Herpesviruses represent an exceptionally suitable model to analyze evolutionary old pathogens, their competency to adapt to existing and changing molecular niches in host species, and the modulation of the gene content and function to comply with the requirements of life. The basis for numerous studies dealing with these questions are reliable statements about the gene content of herpesviral genomes and the functions of viral proteins. The recent determination of the coding strategy of the chimpanzee cytomegalovirus genome and the re-evaluation of the gene content of the human cytomegalovirus genome made it also necessary to restructure the putative transcription map of the Tupaia herpesvirus (THV) genome. Twenty-three THV-specific ORFs formerly predicted to be coding for viral proteins were deleted from the THV transcription map resulting in a gene layout that is now characterized by the presence of conserved genes in the genome center, that probably reflect the genome structure of common herpesviral ancestors, and species-specific genes at the termini.
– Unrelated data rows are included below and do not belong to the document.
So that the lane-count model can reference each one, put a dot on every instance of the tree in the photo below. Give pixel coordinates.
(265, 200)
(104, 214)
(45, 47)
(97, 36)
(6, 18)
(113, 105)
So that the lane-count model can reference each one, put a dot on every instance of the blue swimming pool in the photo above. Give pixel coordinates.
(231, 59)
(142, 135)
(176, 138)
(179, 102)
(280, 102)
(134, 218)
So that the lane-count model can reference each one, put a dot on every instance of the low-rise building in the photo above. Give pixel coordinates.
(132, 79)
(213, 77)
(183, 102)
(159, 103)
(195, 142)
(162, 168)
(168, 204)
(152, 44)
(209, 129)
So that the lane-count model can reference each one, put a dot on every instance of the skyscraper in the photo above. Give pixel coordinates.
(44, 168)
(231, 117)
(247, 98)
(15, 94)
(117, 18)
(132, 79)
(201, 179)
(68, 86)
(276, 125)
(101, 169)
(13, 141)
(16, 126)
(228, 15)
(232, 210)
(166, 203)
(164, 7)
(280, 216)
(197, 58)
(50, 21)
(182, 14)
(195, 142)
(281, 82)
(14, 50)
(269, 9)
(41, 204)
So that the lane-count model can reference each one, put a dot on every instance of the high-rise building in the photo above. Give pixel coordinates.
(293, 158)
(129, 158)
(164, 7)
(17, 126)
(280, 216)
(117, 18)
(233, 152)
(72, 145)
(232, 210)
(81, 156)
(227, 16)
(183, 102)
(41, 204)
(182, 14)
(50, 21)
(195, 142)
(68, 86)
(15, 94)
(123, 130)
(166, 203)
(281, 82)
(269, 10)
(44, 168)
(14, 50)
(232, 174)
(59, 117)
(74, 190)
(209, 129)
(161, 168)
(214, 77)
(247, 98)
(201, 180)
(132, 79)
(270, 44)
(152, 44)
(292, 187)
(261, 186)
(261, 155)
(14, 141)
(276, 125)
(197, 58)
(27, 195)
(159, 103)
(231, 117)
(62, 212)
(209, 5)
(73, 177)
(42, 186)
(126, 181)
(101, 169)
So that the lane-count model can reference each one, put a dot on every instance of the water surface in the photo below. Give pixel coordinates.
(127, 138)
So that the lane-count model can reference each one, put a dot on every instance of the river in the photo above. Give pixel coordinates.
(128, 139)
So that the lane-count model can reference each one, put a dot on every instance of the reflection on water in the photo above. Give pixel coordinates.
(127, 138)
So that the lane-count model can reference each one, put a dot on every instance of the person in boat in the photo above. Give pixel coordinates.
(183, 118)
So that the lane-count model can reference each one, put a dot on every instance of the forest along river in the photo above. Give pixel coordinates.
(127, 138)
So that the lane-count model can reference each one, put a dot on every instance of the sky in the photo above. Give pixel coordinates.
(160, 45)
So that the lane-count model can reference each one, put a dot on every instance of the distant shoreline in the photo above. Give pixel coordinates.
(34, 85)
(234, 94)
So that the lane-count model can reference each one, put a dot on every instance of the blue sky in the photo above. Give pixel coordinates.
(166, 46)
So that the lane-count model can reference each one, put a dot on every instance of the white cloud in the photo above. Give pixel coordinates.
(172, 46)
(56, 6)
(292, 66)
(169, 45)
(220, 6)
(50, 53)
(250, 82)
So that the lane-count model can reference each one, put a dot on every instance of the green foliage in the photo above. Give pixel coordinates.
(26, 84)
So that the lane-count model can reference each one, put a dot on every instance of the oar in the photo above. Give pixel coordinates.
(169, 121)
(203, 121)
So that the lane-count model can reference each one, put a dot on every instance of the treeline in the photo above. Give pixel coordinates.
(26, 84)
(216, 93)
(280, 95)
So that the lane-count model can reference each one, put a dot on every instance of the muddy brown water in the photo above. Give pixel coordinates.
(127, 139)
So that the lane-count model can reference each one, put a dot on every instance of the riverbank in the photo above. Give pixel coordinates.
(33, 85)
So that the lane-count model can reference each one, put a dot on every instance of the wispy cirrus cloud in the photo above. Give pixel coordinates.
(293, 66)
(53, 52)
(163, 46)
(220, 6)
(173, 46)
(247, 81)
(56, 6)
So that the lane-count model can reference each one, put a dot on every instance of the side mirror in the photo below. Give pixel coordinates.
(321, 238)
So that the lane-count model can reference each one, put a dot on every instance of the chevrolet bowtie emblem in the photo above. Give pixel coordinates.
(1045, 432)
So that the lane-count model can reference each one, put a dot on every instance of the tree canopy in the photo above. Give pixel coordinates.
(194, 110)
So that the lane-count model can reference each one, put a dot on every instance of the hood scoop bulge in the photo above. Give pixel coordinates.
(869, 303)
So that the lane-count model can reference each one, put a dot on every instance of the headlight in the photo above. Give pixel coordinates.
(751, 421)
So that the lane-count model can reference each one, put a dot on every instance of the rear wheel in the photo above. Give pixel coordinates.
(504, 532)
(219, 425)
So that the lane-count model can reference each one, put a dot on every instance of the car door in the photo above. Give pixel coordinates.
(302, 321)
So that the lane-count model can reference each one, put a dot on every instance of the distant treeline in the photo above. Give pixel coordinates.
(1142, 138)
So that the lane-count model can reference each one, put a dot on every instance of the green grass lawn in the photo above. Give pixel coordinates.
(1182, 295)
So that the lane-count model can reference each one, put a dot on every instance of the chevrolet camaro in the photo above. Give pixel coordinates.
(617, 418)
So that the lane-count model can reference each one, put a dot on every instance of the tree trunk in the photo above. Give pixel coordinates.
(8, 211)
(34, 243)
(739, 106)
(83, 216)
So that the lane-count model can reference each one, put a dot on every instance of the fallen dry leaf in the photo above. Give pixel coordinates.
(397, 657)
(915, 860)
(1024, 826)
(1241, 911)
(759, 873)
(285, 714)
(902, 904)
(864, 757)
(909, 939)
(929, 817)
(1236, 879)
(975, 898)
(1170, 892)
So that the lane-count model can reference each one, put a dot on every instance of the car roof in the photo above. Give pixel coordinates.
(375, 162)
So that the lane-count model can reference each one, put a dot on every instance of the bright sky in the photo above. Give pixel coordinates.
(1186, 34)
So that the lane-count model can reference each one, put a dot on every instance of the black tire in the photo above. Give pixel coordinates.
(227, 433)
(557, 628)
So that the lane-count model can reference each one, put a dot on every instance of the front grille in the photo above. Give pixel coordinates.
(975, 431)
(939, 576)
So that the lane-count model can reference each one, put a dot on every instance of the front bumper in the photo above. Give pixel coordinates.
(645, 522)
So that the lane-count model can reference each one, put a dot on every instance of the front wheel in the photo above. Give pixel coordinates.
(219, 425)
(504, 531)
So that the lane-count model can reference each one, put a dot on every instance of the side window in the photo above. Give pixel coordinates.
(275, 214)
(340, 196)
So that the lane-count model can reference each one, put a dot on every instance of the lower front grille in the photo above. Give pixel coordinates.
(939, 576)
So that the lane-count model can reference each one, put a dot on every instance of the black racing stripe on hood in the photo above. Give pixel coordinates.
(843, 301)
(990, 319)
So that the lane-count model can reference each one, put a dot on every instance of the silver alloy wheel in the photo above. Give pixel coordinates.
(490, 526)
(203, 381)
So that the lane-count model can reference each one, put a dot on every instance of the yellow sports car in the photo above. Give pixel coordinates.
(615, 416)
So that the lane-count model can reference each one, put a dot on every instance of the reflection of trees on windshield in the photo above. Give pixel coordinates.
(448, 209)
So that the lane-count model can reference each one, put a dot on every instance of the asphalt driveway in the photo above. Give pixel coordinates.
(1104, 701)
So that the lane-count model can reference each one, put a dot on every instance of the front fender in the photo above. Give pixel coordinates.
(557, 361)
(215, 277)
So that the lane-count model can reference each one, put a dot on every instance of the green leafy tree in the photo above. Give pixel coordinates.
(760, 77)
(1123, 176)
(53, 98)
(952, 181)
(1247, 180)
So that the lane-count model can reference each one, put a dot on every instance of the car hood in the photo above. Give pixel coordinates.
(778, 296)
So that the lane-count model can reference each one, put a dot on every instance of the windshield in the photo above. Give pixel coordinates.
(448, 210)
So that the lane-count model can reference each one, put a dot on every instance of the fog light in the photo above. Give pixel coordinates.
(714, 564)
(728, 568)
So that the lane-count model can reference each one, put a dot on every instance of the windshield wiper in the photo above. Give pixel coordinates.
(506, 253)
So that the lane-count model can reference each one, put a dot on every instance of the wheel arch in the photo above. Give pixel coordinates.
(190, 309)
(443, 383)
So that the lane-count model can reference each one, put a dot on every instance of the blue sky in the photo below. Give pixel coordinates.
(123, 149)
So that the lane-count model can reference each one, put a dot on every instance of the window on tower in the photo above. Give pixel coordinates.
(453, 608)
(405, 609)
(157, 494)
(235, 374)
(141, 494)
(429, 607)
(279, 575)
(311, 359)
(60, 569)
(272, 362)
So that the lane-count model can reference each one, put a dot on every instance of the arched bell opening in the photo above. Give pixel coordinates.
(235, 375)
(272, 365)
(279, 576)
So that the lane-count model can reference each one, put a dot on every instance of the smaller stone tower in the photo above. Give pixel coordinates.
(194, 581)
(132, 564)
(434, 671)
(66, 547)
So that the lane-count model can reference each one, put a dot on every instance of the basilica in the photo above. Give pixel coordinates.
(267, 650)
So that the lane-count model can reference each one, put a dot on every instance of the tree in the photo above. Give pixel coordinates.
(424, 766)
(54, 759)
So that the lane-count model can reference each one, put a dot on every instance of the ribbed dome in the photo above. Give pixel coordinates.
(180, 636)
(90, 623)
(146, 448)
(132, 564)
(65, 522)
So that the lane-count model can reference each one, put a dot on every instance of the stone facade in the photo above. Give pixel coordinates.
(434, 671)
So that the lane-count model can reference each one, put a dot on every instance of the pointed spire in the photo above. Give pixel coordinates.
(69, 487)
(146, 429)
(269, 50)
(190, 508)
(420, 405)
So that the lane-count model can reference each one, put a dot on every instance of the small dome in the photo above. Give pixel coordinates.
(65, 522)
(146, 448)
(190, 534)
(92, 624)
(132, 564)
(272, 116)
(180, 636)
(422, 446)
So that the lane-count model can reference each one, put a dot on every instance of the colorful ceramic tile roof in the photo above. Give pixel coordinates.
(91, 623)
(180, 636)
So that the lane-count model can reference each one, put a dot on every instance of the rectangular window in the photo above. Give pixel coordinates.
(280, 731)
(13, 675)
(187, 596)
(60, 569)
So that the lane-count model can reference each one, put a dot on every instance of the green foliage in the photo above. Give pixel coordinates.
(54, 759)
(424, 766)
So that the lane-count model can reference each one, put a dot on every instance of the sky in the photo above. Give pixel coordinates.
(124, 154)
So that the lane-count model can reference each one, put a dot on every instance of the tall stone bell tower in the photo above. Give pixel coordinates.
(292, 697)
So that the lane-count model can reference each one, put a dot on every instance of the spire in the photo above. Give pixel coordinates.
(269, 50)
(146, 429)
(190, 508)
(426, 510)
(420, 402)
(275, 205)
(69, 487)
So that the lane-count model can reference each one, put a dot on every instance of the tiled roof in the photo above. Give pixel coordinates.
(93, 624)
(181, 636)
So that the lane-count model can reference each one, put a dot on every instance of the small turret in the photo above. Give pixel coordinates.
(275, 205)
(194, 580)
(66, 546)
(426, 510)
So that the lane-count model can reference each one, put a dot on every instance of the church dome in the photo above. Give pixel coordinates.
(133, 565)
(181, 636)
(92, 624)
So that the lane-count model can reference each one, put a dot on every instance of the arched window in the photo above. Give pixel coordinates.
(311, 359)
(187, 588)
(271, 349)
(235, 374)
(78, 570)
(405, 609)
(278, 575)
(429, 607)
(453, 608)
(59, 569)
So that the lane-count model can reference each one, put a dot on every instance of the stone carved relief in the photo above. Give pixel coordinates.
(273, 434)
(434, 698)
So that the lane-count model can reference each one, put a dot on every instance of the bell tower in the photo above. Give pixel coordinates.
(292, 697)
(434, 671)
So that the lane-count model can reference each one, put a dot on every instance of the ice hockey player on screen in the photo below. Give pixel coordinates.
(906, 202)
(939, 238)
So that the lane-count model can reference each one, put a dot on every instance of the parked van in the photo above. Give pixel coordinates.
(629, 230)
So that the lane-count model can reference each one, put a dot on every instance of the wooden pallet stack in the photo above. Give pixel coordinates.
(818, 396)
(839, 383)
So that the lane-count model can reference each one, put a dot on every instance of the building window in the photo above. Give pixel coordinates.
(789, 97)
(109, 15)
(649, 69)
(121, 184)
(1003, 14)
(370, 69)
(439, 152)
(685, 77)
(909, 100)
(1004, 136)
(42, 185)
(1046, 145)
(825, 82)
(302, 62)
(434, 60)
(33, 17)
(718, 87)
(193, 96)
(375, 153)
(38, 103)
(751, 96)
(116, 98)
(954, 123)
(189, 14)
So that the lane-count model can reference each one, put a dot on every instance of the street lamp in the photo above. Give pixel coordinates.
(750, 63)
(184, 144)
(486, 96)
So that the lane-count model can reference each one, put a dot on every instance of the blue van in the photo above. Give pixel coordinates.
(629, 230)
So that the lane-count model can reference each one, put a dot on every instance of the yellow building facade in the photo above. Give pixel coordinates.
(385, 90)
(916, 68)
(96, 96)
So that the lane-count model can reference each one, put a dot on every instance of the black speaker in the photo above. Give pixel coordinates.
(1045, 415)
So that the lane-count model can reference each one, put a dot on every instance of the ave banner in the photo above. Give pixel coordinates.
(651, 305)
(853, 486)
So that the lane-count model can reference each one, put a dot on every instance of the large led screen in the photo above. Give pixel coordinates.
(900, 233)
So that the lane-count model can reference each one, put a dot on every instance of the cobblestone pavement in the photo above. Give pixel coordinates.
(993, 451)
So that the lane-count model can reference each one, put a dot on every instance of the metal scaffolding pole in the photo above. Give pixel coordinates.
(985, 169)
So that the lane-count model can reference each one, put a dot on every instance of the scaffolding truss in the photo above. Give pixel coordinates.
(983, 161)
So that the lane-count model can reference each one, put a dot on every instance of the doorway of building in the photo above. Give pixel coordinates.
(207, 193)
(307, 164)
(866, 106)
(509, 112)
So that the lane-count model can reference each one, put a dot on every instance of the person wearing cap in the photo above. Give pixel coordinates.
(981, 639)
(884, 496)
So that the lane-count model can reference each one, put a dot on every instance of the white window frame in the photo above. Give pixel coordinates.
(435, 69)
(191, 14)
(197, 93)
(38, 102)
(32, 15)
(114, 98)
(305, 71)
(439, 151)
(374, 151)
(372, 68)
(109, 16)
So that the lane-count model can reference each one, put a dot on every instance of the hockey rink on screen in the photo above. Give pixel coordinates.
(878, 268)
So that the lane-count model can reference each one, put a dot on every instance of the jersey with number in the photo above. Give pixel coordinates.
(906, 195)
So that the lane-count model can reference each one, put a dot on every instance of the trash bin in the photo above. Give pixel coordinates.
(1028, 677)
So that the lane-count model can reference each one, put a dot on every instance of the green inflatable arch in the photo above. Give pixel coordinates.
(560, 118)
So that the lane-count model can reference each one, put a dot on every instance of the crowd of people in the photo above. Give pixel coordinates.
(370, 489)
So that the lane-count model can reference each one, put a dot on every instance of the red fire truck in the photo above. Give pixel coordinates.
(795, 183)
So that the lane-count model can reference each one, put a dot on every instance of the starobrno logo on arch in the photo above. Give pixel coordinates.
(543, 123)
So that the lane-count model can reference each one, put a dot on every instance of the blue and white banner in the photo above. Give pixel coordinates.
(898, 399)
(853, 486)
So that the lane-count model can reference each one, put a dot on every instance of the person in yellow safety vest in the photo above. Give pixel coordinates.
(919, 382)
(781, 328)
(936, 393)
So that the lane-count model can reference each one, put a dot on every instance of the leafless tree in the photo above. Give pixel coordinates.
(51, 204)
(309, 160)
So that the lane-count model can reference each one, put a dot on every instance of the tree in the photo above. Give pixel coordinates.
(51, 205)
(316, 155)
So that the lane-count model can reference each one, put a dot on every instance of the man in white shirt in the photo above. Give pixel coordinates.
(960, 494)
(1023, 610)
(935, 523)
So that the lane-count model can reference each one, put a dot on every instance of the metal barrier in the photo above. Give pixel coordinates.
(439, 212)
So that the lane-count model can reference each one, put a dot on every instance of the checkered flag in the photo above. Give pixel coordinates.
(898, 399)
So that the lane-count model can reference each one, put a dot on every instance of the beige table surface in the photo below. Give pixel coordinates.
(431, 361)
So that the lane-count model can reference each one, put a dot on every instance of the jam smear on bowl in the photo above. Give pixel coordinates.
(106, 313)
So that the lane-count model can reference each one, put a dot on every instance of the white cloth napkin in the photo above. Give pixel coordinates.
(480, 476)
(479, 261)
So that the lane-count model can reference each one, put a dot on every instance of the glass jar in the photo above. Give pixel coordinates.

The conserved regions in the THV genome are characterized by high G + C contents between 60% and 80%, a high CpG dinucleotide frequency, and the presence of densely packed putative CpG islands. The genome termini seem to provide the requirements of large scale rearrangements and complements of the gene content to adapt to new environmental demands. With the help of the recently designed method of dictionary-driven, pattern-based protein annotation it was possible to assign putative functions to almost all potential THV proteins, e.g. 123 were found to be putative membrane or secreted proteins, putative signal domains were identified in 69, and 29 proteins were predicted to be glycosylated. The present study adds new aspects to the knowledge about the precise gene composition of herpesvirus genomes and viral protein functions that are of exceptional importance for studies dealing with the phylogeny, the evolution, vaccine vector development, virus-host interactions, pathogenesis and the determination of protein functions of herpesviruses.